How private equity gutted my old tech media newsroom

Whenever I tell people I used to work at ARN, I always have to clarify: not that ARN.

Nothing to do with Kyle and Jackie O — this was Australian Reseller News, a trade publication covering an under-the-radar but billion-dollar network of technology resellers and distributors.

Today, however, ARN and its owner, global publishing company Foundry, are shadows of their former selves. Like many publishers, the business has passed through multiple private equity hands, with each sale stripping away at this small yet vital corner of the Australian media industry.

When I first joined ARN seven years ago, its owner was still known as IDG Communications Australia, and the newsroom retained a real sense of hustle and bustle, producing the Australian editions of global mastheads like PC World, Computerworld and CIO.

ADVERTISEMENT

Only months earlier, the then-54-year-old business had been sold to China-headquartered Oceania Capital, the first of three private equity sales in as many years, followed by Blackstone and, most recently, Regent.

And now, according to a recent report by Influencing, ARN is effectively the last masthead standing, following yet another round of redundancies that over the last seven years all but obliterated IDG’s once-thriving Australian operation.

According to the report, and verified by Mumbrella, almost the entire local team has been let go, leaving only a skeleton group of editorial, sales, and event managers running what remains profitable: ARN’s events.

Private equity firms have one goal and one goal alone: quick profit. That quick profit is pursued through a familiar playbook of so-called operational “synergies”; essentially,  massive cuts, higher margins and then a sale.

A deal with a private equity firm may look attractive to a beleaguered media owner, drawn by the promise of a quick payday, but for anyone who cares about the long-term future of their company, it’s often a dead end.

Another private equity firm, Red Ventures, shut down ZDNet’s Australian operations in 2022 and recently demolished headcount across its US titles at Ziff Davis, including CNET, Mashable and Lifehacker.

The fate of IDG/Foundry and ZDNet could be awaiting Are Media, which was bought by Mercury Capital in 2020 and is now up for sale.

This is the PE playbook facing Are:

  • Mass layoffs and entire teams — notably IT, finance, and editorial support — systematically dismantled or absorbed into other markets.
  • Recentralisation of mastheads across global markets, producing a homogenised media offering with little to no local reporting, distinct editorial voice, or differentiated advertising opportunities.
  • Teams drained by repeated layoffs, uncertainty and the burden of redistributed workloads.

As homegrown brands, ARN and its New Zealand sister title, Reseller News, managed — at least editorially — to avoid some of the most brutal cuts and homogenisation, although the same could not be said for CMO, which was shuttered in 2023.

In hindsight,  I don’t believe IDG/Foundry’s local decline can be pinned solely on the death of print or the struggles of digital advertising.

There was never any shortage of marketing dollars, particularly during the pandemic, when cloud adoption, WFH tech and digital transformation spending went into overdrive.

In its last available ASIC filings from 2019, the business was still slightly profitable, $73,157 in the black.

Yet post-Covid, following its sale to Blackstone, ARN’s event sponsorship and award fees were hiked by double digits,  alienating a tight, fiercely loyal group of Australian technology companies, who were both our audience and our revenue.

These were resellers and distributors representing major vendors like Dell, Cisco, and Microsoft.

They had considerable marketing budgets and long-standing relationships with our masthead,  relationships that soured when it became clear our events were becoming more about profit than partnership.

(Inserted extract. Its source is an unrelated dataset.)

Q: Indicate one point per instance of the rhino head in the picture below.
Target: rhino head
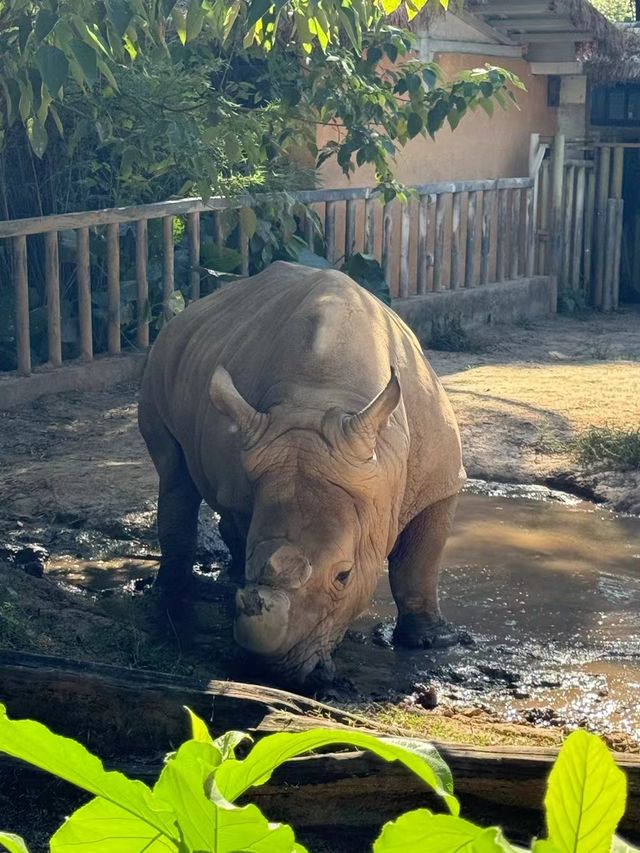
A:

I understand: a publisher needs to be profitable. But this was not the way to do it, and what’s left now is a shell of compared with less than a decade ago.

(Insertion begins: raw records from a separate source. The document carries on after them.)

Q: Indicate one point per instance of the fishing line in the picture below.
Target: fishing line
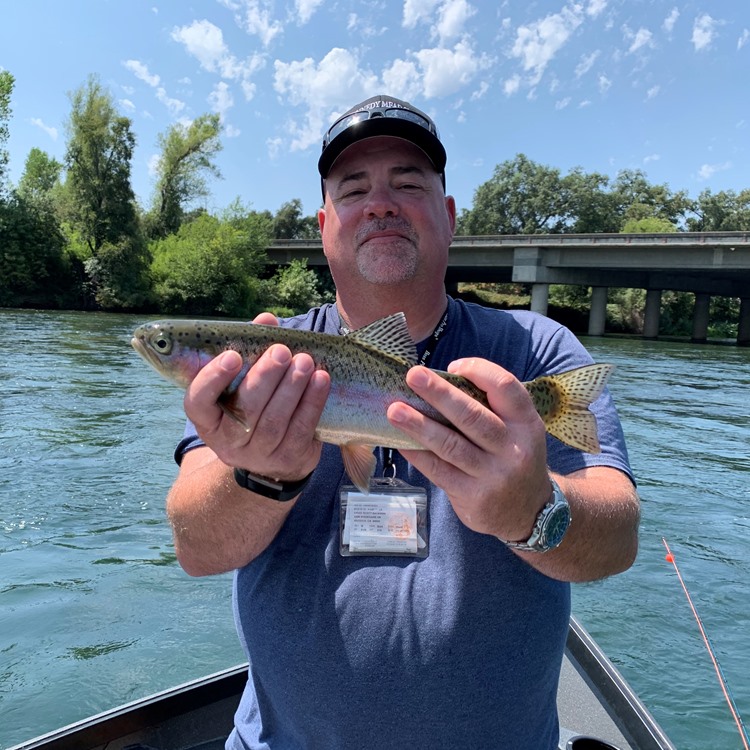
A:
(719, 672)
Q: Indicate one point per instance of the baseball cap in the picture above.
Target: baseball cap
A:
(382, 115)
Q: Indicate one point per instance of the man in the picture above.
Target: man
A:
(460, 647)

The hollowing out of IDG/Foundry is yet another — though by no means unfamiliar — blow for journalists and a once-vibrant tech media industry.

For advertisers, these mastheads were more than just ad space: they fostered tightly knit communities, where deals could be brokered at an event before the pre-drinks had even finished.

For now, my understanding is that the remaining local team is just as in the dark about the future of the Australian operation as the rest of us, thanks to a communication blackout from IDG/Foundry’s global HQ.

But if there’s one thing I still believe, it’s that there’s demand for technology titles: just not for the leftovers.